Chronique : les tribulations d’une néo-cycliste parisienne

En décembre 2019, la grève des transports précipitait des milliers d’habitants de la capitale sur les pistes cyclables. Près d’un an plus tard, la capitale compte 72% d’utilisateurs en plus selon les derniers calculs réalisés. Une néo-cycliste raconte son parcours quotidien dans l’est parisien.

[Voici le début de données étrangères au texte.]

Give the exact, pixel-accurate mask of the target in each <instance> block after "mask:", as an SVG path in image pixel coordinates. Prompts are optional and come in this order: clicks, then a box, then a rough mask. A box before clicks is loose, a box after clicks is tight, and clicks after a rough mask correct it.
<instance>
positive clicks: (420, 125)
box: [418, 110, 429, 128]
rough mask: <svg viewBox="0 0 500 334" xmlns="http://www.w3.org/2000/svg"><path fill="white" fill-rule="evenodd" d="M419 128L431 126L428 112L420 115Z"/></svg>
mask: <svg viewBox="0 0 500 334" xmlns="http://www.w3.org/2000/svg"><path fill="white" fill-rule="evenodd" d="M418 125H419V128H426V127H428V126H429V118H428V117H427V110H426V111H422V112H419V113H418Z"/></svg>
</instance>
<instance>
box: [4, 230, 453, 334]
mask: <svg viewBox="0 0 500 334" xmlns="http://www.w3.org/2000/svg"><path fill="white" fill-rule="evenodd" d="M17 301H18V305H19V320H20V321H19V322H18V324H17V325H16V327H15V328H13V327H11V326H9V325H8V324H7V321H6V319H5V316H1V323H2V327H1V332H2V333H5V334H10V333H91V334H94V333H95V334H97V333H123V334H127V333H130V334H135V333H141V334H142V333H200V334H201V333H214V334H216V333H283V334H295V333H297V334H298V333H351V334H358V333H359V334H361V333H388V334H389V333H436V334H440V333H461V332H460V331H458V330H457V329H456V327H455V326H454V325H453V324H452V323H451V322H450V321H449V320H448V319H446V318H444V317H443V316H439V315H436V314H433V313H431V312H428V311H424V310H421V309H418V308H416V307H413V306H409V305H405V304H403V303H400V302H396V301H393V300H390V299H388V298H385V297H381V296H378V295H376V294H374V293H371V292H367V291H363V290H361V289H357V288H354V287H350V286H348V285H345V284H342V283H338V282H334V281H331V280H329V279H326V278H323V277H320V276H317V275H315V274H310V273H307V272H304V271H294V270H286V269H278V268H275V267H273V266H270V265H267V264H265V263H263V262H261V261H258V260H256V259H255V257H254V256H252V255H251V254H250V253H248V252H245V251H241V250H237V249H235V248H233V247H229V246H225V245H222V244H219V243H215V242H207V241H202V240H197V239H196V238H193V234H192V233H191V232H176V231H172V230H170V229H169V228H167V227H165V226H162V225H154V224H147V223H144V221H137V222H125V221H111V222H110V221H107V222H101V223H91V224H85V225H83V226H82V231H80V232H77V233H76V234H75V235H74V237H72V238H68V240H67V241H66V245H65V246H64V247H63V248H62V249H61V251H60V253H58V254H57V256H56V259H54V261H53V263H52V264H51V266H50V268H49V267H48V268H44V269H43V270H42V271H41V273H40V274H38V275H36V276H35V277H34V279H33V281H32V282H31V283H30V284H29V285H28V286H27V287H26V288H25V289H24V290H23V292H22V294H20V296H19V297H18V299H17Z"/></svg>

Qui aurait cru, il y a seulement un an, que j’enfourcherais un vélo matin et soir ? Moi la réfractaire, dont la dernière expérience derrière un guidon était une séance d’aquabike en 2016. Mais lors de la grande grève de l’hiver 2019-2020, comme de nombreux travailleurs franciliens confrontés à l’arrêt des transports en commun, ma petite trottinette et moi avions découvert à quel point le réseau cyclable s’était développé dans la capitale : environ 300 km de voies créées ces six dernières années (de 700 km en 2014, Paris est à plus de 1 000 km aujourd’hui). Des extensions plus que bienvenues quand on sait que l’on a recensé 72% de cyclistes en plus à Paris entre mai et septembre 2020 par rapport la même période l’année précédente. Alors, quand j’ai décidé de suivre une formation de secrétaire de rédaction à l’Émi, je n’ai pas réfléchi longtemps : entre l’heure dans les transports en commun avec trois changements, et les trente minutes de vélo sur une piste sécurisée, le choix était facile. J’ai commandé un Veligo, un vélo électrique de location proposé par la région Île-de-France.

Mise en circulation de 5 000 vélos supplémentaires
L’initiative lancée en septembre 2019 est un succès indéniable, boostée par les grèves et la crise sanitaire. J’ai patienté trois mois pour obtenir le mien. La liste d’attente a été résorbée depuis le 1er décembre dernier grâce à la mise en circulation de 5 000 vélos supplémentaires. Une bonne nouvelle car la demande est telle que la plupart des vendeurs et des loueurs sont en rupture de stocks. Il y aura peu de vélos électriques sous les sapins à Noël. Les vélos ordinaires (comprendre les « vrais » pour les puristes) circulent toujours, mais on les reconnaît de loin : ils sont lents. Vous la sentez, la condescendance de la néo-cycliste électriquement assistée ?

Porte de Montreuil, je double le tramway à ma gauche, qui progresse sur son ruban de verdure. La ligne T3b, inaugurée en 2012, a transfiguré les Maréchaux, auparavant gris et encombrés. Au grand dam des automobilistes, mais pour le plus grand plaisir des cyclistes. La piste est tranquille, peu passante. Loin de la saturation observée sur d’autres voies cyclables au centre de Paris, comme celle du boulevard de Sébastopol (1er arr.). En effet, les 50 km de coronapistes parisiennes ouvertes après le premier déconfinement n’ont pas permis d’absorber l’augmentation fulgurante des vélos sur la voie publique.

J’abandonne à regret la piste cyclable pour bifurquer dans la rue de Bagnolet, puis quelques centaines de mètres plus loin, dans la rue des Prairies où siège l’Émi. La route est cabossée, rapiécée, les voitures me talonnent. Plus 30 % de cyclistes blessés à Paris entre janvier et septembre 2020 : mon père m’a bien répété ce chiffre quand il a su que je me mettais au vélo. Je serre les dents en évitant un scooter. Je préférais la compagnie du tramway.